CourtU.S. Court of Appeals — Fourth Circuit

Edwin F. Samuels and Charles Markell, both of Baltimore, Md., for appellants.

Frank B. Fox and Henry N. Paul, both of Philadelphia, Pa. (Fraley & Paul, of Philadelphia, Pa., and O. B. Duckett, Jr., and Adams & Hargest, all of Baltimore, Md., on the brief), for appellee.

Before PARKER and NORTHCOTT, Circuit Judges, and WATKINS, District Judge.

PARKER, Circuit Judge.

This is an appeal in two patent suits consolidated and heard together in the court below. Appellee sued to restrain alleged infringement of eight patents covering machines for making doughnuts. Three of the patents were abandoned in the trial court and the judge held that there was no infringement as to one of the others. He held, however, that certain claims of Tomlinson patent No. 1,320,662, Bergner patents Nos. 1,492,541 and 1,665,017 and Nye patent No. 1,599,916 were valid and infringed; and, from the decree entered granting an injunction and a reference to a master for an accounting, the defendants have appealed.

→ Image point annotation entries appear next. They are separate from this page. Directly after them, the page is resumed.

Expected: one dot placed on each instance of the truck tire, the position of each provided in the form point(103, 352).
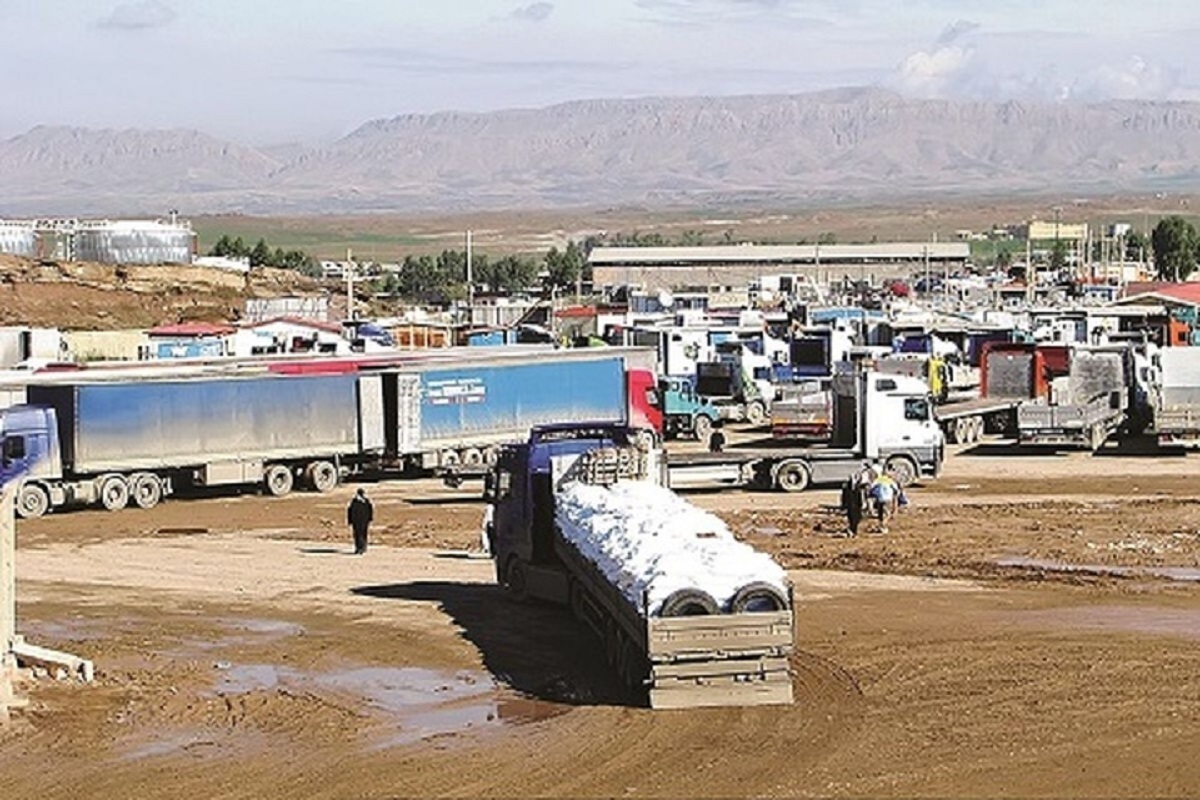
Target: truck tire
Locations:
point(33, 501)
point(792, 476)
point(689, 602)
point(756, 413)
point(516, 579)
point(279, 480)
point(145, 489)
point(757, 597)
point(903, 469)
point(114, 492)
point(322, 476)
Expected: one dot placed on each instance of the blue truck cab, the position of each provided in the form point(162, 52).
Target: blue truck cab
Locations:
point(29, 450)
point(684, 410)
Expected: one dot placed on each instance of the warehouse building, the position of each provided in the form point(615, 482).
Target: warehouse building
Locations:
point(725, 268)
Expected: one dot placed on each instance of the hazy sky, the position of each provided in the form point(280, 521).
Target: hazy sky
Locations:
point(267, 71)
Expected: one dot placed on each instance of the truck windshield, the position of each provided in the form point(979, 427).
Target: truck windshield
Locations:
point(916, 409)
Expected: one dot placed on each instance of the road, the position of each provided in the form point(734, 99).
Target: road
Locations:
point(1029, 626)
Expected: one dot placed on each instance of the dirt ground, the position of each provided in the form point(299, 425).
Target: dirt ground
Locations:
point(1027, 627)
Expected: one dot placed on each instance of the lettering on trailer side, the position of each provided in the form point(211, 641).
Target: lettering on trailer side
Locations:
point(456, 391)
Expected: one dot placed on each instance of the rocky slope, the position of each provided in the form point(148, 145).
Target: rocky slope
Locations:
point(845, 144)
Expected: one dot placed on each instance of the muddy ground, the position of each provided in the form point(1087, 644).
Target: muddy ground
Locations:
point(1030, 626)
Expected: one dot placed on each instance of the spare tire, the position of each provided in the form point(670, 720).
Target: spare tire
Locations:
point(689, 602)
point(757, 596)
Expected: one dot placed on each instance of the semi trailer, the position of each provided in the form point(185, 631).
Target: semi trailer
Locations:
point(137, 435)
point(579, 515)
point(1174, 397)
point(1086, 403)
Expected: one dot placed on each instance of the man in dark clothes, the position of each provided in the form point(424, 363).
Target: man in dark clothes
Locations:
point(852, 501)
point(358, 516)
point(717, 439)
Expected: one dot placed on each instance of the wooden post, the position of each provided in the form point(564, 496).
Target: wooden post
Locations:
point(7, 597)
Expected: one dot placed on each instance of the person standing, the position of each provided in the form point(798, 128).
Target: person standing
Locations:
point(883, 493)
point(358, 516)
point(852, 501)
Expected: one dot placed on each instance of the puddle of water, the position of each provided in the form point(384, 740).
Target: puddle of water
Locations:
point(1186, 573)
point(421, 703)
point(1125, 619)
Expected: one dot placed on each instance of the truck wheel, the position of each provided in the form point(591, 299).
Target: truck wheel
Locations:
point(516, 581)
point(114, 492)
point(147, 489)
point(792, 476)
point(279, 480)
point(756, 597)
point(689, 602)
point(903, 469)
point(33, 501)
point(322, 476)
point(756, 414)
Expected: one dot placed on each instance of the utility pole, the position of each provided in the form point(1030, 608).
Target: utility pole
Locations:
point(349, 284)
point(471, 287)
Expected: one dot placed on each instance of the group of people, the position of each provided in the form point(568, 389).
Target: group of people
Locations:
point(871, 492)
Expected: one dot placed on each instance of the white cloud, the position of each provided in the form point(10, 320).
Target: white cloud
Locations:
point(534, 12)
point(137, 16)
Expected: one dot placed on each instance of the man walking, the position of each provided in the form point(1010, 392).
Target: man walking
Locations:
point(358, 516)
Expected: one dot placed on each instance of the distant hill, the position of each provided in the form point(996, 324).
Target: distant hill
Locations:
point(853, 144)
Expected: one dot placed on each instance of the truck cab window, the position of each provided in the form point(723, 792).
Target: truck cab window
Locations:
point(916, 409)
point(13, 449)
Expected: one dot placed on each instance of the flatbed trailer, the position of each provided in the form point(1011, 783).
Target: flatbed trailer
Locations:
point(966, 421)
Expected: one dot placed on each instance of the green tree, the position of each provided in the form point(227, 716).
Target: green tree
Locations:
point(1003, 258)
point(564, 268)
point(1174, 241)
point(1059, 254)
point(1137, 245)
point(222, 247)
point(261, 256)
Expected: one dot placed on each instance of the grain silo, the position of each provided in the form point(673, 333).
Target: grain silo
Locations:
point(18, 239)
point(135, 241)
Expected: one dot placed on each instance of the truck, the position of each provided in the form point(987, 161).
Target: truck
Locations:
point(1011, 373)
point(803, 411)
point(690, 651)
point(115, 441)
point(730, 386)
point(887, 419)
point(684, 411)
point(1085, 405)
point(118, 437)
point(1175, 397)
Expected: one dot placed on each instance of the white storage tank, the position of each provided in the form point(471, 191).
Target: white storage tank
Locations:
point(133, 241)
point(18, 239)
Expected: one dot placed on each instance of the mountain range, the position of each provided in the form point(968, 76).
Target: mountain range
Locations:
point(841, 145)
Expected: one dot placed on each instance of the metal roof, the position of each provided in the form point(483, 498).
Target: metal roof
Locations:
point(779, 253)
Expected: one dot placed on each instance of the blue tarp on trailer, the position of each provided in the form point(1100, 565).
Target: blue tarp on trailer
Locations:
point(505, 400)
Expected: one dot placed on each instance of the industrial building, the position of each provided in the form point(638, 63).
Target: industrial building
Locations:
point(106, 241)
point(738, 265)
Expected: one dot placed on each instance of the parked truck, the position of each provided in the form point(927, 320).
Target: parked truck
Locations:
point(887, 419)
point(1175, 397)
point(1011, 374)
point(688, 653)
point(114, 441)
point(121, 435)
point(684, 411)
point(1085, 405)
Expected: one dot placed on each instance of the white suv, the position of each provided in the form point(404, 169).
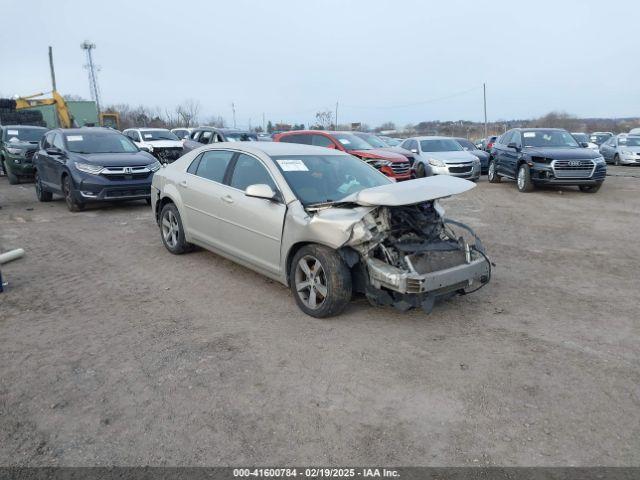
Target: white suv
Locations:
point(160, 142)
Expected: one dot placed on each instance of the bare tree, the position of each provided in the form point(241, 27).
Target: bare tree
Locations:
point(188, 113)
point(324, 119)
point(215, 121)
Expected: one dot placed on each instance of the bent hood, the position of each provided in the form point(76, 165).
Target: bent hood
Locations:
point(378, 153)
point(164, 143)
point(410, 192)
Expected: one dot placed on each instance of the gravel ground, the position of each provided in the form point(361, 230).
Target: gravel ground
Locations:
point(115, 352)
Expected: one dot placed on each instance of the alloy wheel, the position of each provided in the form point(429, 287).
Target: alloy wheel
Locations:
point(311, 282)
point(170, 229)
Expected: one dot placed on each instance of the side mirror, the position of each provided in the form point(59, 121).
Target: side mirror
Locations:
point(53, 151)
point(260, 190)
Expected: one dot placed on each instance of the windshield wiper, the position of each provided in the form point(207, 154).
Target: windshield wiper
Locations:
point(326, 204)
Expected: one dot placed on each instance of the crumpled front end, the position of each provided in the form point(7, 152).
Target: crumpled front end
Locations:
point(412, 256)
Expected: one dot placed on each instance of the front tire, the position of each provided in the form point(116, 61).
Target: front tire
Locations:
point(172, 230)
point(524, 178)
point(492, 174)
point(67, 190)
point(590, 188)
point(42, 194)
point(320, 281)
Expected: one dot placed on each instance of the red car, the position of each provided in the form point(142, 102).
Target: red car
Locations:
point(391, 164)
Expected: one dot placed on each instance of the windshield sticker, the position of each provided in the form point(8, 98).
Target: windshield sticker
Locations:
point(292, 166)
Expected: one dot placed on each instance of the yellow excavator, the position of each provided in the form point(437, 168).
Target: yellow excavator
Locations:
point(65, 118)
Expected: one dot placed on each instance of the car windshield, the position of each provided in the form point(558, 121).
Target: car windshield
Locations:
point(466, 144)
point(319, 179)
point(548, 139)
point(24, 134)
point(350, 142)
point(93, 142)
point(440, 145)
point(629, 141)
point(600, 138)
point(240, 137)
point(372, 140)
point(155, 135)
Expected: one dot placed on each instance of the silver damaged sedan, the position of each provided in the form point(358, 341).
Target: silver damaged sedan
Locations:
point(321, 222)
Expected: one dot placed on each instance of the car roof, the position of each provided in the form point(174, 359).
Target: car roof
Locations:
point(538, 128)
point(278, 148)
point(432, 137)
point(80, 131)
point(23, 126)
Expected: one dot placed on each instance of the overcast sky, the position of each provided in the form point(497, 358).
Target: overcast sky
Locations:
point(403, 61)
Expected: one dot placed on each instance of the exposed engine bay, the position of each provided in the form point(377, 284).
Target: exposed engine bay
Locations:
point(411, 255)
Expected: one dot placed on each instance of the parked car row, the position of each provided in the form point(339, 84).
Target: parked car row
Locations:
point(326, 213)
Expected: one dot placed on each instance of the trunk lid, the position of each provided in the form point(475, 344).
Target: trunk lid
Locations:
point(410, 192)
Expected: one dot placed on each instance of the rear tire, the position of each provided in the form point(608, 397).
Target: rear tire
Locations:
point(67, 189)
point(42, 194)
point(590, 188)
point(523, 179)
point(492, 174)
point(172, 230)
point(320, 281)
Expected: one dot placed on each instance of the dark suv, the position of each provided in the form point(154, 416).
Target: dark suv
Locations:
point(18, 143)
point(91, 165)
point(545, 156)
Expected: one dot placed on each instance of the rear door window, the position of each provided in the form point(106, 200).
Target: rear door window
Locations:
point(322, 141)
point(213, 164)
point(250, 171)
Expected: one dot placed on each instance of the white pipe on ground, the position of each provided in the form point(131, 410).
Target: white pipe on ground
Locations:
point(11, 255)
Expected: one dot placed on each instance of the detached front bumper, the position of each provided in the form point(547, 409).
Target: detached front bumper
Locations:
point(460, 277)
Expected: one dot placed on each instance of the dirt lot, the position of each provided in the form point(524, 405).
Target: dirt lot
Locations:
point(113, 351)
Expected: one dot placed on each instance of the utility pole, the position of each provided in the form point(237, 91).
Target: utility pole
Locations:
point(233, 109)
point(53, 72)
point(93, 77)
point(484, 92)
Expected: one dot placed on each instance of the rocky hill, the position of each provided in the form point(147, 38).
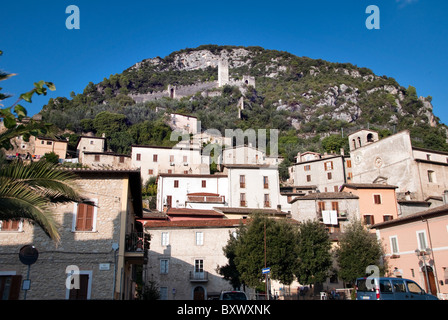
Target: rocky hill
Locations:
point(306, 99)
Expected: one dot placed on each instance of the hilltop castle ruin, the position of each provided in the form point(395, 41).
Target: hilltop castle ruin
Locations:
point(206, 88)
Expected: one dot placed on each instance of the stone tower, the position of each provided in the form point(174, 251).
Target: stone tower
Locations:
point(223, 72)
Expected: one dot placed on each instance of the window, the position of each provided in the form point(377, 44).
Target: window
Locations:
point(242, 200)
point(199, 238)
point(242, 181)
point(164, 265)
point(394, 245)
point(368, 220)
point(266, 201)
point(349, 163)
point(335, 206)
point(163, 293)
point(431, 176)
point(10, 286)
point(377, 198)
point(165, 238)
point(385, 286)
point(85, 214)
point(83, 292)
point(321, 206)
point(198, 266)
point(265, 182)
point(421, 238)
point(9, 225)
point(328, 165)
point(398, 285)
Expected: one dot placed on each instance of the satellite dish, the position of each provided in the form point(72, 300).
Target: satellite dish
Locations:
point(28, 255)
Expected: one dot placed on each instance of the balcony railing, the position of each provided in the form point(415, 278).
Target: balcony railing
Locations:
point(198, 276)
point(136, 242)
point(216, 199)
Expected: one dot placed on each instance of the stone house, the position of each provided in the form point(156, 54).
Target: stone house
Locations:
point(377, 202)
point(254, 186)
point(418, 173)
point(101, 242)
point(334, 209)
point(191, 191)
point(154, 160)
point(326, 172)
point(90, 144)
point(416, 247)
point(184, 256)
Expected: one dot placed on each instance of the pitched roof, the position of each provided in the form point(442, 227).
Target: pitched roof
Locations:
point(325, 195)
point(368, 186)
point(212, 223)
point(192, 212)
point(440, 210)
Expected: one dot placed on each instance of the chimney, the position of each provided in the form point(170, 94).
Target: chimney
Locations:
point(445, 197)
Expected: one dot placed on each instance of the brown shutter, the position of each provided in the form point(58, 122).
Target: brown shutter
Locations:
point(89, 217)
point(14, 291)
point(80, 216)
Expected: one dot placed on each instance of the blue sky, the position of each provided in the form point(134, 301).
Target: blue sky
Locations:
point(410, 46)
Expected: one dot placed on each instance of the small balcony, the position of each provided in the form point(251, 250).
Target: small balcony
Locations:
point(198, 276)
point(206, 198)
point(136, 245)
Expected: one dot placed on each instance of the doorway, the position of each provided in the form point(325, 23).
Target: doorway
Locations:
point(432, 288)
point(199, 293)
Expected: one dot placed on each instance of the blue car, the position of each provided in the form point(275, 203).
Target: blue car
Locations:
point(390, 289)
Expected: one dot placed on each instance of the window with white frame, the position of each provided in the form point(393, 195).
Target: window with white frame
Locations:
point(165, 238)
point(421, 239)
point(199, 238)
point(164, 265)
point(394, 245)
point(84, 215)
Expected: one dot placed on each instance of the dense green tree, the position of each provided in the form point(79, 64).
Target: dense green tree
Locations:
point(313, 252)
point(247, 254)
point(358, 248)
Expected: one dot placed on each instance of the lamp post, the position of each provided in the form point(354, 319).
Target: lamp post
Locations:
point(423, 254)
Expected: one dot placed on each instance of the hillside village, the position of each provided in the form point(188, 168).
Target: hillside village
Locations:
point(118, 238)
point(395, 189)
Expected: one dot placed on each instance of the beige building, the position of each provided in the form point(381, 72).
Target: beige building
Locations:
point(327, 173)
point(154, 160)
point(90, 144)
point(101, 242)
point(184, 256)
point(418, 173)
point(47, 145)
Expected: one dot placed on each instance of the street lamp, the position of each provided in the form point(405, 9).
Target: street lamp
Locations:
point(423, 254)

The facts are fully set forth in the opinion of the District Judge, reported in 51 F.(2d) 364, 368, and need not be repeated here. The Tomlinson patent relied on by plaintiff covers a machine for frying doughnuts. It may be described briefly as a rectangular tank for containing hot grease, and endless belt conveyors so arranged as to convey the doughnuts through the grease by a process of flotation and to turn them over in the midst of the process so that they will be cooked brown on both sides. The Bergner patent No. 1,492,541 covers a machine for cooking doughnuts by a process of flotation in hot grease. It provides also for the operation of a doughnut former in conjunction with the machine for cooking the doughnuts. The latter consists of a circular tank for containing hot grease in which the doughnuts are revolved in spaced relationship by means of two concentric circular containers with a separating wall between. A turnover device lifts the doughnuts from the inner container and causes them to turn over and fall into the outer. Bergner patent No. 1,665,017 covers a circular tank for holding hot grease in which the doughnuts are floated in a spiral channel. Midway of their progress through the channel they are turned over by revolving grids which operate with a Geneva movement through angles of ninety degrees and, in revolving, pick up the doughnuts and turn them over. The Nye patent covers a machine for cooking doughnuts by a process of submerging them in hot grease. The doughnuts are placed on a lower conveyor in compartments between spaced vanes which hold them in place. Above this are two submerging conveyors which hold the doughnuts down below the level of the grease. Between the two submerging conveyors is a space, "which enables the doughnuts by flotation to distribute themselves laterally" before being again submerged.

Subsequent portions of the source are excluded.